Seeing comes before words. It is seeing which establishes our place in the surrounding world.
Marxist art critic John Berger’s “Ways of seeing” peels through the layers of meaning in these oil paintings arguing that paintings project the painter’s (or patron’s) assumptions of beauty, truth, civilisation, taste, class and gender.
Take this painting of the”Ambassadors” I saw at the National Gallery, London last year.
Who are these people being painted ? How do they look at the painter or at us (spectator/owner)?
What were the relations of such men with the rest of the world?
“Centuries later, we can interpret the objects on the shelves according to our perspectives. The scientific instruments on the top shelf were for navigation. This was the time when the ocean trade routes were being opened up for the slave trade and to siphon riches from other continents into Europe and later supply the capital for the take-off of the Industrial Revolution. “. A class of people, convinced that the world was there to furnish it’s comfort.
Man and nature. And Gainsborough’s Mr and Mrs Andrews as proud landowners. Why did Mr and Mrs Andrews commission a portrait of themselves with recognizable landscape of their own land as background.
Consider the category of nudes in paintings. In them all remains the implication that the subject (a woman) is aware of being seen by a spectator. Is it merely a celebration of the human form? Or a depiction of the painter’s experience, turning desire into fantasy.
Women are depicted in quite a different way from men – not because the feminine is different from the masculine – but because the “ideal” spectator is always assumed to be male and the image of the woman is designed to flatter him.
The claim of the theme is made empty by the way the subject is painted, writes Berger. He compares 3 different paintings of Mary Magdalene of the Bible in different levels of undress. Mary Magdalene was depicted in the bible for her love of Jesus and transformation of her life by her repentance.
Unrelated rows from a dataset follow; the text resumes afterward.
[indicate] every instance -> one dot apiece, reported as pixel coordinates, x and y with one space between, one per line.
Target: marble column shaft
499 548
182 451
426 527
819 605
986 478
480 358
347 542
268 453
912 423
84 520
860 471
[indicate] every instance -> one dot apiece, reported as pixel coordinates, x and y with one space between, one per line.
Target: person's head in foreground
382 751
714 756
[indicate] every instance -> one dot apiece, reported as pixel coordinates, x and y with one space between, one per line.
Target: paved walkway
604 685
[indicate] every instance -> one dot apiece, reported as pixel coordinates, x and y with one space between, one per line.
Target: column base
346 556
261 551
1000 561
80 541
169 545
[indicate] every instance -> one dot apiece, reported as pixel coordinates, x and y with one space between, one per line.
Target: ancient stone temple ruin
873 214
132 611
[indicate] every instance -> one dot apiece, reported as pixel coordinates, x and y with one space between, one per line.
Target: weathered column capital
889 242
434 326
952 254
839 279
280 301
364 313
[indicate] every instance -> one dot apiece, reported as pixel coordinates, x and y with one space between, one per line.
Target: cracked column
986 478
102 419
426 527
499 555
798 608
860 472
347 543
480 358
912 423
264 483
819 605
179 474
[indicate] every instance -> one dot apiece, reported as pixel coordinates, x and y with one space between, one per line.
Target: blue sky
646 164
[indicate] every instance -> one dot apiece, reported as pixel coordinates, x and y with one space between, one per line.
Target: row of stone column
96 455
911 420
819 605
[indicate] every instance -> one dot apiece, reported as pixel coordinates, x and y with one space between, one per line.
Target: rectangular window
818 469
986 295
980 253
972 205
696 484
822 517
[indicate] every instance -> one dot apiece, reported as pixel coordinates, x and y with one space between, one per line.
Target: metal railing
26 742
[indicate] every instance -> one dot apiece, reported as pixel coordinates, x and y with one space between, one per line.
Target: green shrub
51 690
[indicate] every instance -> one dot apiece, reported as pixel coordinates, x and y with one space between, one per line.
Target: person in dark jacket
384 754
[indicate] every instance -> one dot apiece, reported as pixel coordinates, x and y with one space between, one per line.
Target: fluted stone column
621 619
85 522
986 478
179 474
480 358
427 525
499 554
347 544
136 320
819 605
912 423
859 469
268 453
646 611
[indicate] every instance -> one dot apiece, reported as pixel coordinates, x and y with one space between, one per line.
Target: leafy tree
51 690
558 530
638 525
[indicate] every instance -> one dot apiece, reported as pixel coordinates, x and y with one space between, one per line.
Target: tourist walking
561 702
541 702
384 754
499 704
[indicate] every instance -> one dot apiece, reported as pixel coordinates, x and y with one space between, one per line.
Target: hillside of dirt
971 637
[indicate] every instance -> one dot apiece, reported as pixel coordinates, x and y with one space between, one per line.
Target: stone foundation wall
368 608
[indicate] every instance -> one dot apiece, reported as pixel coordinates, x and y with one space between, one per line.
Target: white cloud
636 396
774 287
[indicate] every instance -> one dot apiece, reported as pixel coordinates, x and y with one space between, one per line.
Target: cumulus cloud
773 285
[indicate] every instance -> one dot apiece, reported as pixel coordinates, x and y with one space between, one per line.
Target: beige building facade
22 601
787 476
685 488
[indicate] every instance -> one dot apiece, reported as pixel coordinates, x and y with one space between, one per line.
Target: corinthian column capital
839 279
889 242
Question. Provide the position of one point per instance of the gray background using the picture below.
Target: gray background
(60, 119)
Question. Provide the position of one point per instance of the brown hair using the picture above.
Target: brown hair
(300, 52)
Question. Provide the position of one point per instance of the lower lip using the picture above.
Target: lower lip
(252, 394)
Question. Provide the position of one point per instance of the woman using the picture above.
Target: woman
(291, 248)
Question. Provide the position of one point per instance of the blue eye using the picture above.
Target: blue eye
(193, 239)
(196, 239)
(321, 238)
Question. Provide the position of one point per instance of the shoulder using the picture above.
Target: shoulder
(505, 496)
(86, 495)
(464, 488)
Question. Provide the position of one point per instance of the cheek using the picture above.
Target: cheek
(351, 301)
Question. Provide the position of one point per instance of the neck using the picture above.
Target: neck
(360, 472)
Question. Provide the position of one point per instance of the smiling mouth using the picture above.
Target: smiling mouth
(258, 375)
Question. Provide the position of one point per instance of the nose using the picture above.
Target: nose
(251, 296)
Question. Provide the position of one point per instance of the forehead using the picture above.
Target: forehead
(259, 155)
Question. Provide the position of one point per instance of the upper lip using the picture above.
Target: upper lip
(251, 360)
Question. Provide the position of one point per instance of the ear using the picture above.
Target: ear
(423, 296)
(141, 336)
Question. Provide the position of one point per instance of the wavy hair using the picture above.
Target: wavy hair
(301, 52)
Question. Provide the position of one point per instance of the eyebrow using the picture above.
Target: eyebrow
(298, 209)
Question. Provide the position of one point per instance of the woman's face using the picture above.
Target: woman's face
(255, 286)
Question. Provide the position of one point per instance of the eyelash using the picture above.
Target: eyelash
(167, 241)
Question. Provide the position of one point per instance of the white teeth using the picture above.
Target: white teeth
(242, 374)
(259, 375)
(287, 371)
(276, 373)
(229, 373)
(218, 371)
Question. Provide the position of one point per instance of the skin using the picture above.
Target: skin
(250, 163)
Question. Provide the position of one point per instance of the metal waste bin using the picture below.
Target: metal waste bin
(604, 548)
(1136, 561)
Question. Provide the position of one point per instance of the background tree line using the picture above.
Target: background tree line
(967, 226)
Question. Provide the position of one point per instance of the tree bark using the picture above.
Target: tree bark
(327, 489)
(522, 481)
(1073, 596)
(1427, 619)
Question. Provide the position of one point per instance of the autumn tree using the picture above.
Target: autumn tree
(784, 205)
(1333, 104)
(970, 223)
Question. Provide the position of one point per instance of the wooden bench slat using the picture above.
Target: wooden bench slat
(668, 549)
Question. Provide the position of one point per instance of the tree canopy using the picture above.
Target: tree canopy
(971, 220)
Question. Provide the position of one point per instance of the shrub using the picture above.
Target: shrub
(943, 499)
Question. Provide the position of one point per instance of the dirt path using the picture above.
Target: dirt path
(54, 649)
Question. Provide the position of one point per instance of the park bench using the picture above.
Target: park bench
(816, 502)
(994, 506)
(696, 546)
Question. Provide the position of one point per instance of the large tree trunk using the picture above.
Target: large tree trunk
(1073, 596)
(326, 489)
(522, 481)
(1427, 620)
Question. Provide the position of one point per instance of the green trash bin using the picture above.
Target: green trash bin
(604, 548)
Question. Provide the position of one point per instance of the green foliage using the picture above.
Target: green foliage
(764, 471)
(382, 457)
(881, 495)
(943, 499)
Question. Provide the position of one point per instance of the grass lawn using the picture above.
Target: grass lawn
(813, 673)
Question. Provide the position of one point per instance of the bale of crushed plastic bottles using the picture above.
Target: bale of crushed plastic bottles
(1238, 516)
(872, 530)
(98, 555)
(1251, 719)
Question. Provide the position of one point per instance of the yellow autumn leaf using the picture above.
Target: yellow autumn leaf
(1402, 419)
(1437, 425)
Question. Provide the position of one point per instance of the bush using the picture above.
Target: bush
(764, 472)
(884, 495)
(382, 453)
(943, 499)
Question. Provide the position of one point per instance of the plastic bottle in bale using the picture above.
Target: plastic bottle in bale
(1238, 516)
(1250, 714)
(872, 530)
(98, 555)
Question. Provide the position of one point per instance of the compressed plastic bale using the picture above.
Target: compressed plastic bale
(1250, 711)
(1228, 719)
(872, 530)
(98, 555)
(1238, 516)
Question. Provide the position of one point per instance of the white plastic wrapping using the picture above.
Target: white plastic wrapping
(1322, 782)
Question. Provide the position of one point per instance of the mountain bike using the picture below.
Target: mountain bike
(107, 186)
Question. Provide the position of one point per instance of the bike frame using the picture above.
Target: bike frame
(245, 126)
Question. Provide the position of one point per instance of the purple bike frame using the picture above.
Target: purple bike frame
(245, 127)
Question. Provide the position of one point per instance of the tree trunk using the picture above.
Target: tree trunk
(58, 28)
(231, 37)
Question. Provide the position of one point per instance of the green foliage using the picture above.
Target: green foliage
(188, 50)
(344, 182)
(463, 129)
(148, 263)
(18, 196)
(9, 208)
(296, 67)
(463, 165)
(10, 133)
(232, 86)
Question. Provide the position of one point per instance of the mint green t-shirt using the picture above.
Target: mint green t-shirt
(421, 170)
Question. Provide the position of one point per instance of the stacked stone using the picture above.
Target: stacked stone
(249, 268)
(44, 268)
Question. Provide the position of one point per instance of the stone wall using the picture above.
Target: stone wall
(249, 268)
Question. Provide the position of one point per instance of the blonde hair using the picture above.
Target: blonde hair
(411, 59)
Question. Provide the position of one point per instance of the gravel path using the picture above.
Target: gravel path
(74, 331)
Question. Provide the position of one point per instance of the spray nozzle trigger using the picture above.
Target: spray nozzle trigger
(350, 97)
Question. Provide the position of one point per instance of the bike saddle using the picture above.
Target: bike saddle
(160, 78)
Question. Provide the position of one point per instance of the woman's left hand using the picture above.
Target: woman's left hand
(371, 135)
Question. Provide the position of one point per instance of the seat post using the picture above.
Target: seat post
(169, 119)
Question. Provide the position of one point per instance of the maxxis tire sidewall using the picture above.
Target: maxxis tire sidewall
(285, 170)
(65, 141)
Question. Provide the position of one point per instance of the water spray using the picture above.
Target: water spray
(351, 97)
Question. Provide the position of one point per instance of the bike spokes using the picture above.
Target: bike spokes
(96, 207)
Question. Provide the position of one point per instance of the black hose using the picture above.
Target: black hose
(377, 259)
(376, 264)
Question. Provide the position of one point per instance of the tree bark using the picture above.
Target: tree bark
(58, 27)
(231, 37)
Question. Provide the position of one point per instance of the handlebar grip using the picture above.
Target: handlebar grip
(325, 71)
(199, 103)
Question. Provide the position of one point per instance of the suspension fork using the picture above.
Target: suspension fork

The way her pictures are painted contradicts the essence of her story. (A naked Mary Magdalene certainly does not evoke images of religious piety in the spectator regardless of how the painter chooses to name it.)
Next time you look at a painting or a advertisement, look at the devises (Berger):
The gesture of models and mythological figures
The poses taken up to denote stereotypes of women: serene mother (madonna), sex-object (Venus, nymph surprised)
Materials particularly used to indicate luxury: furs etc
Equation of drinking and success
Gestures and embraces of lovers, arranged frontally for the benefit of the spectator.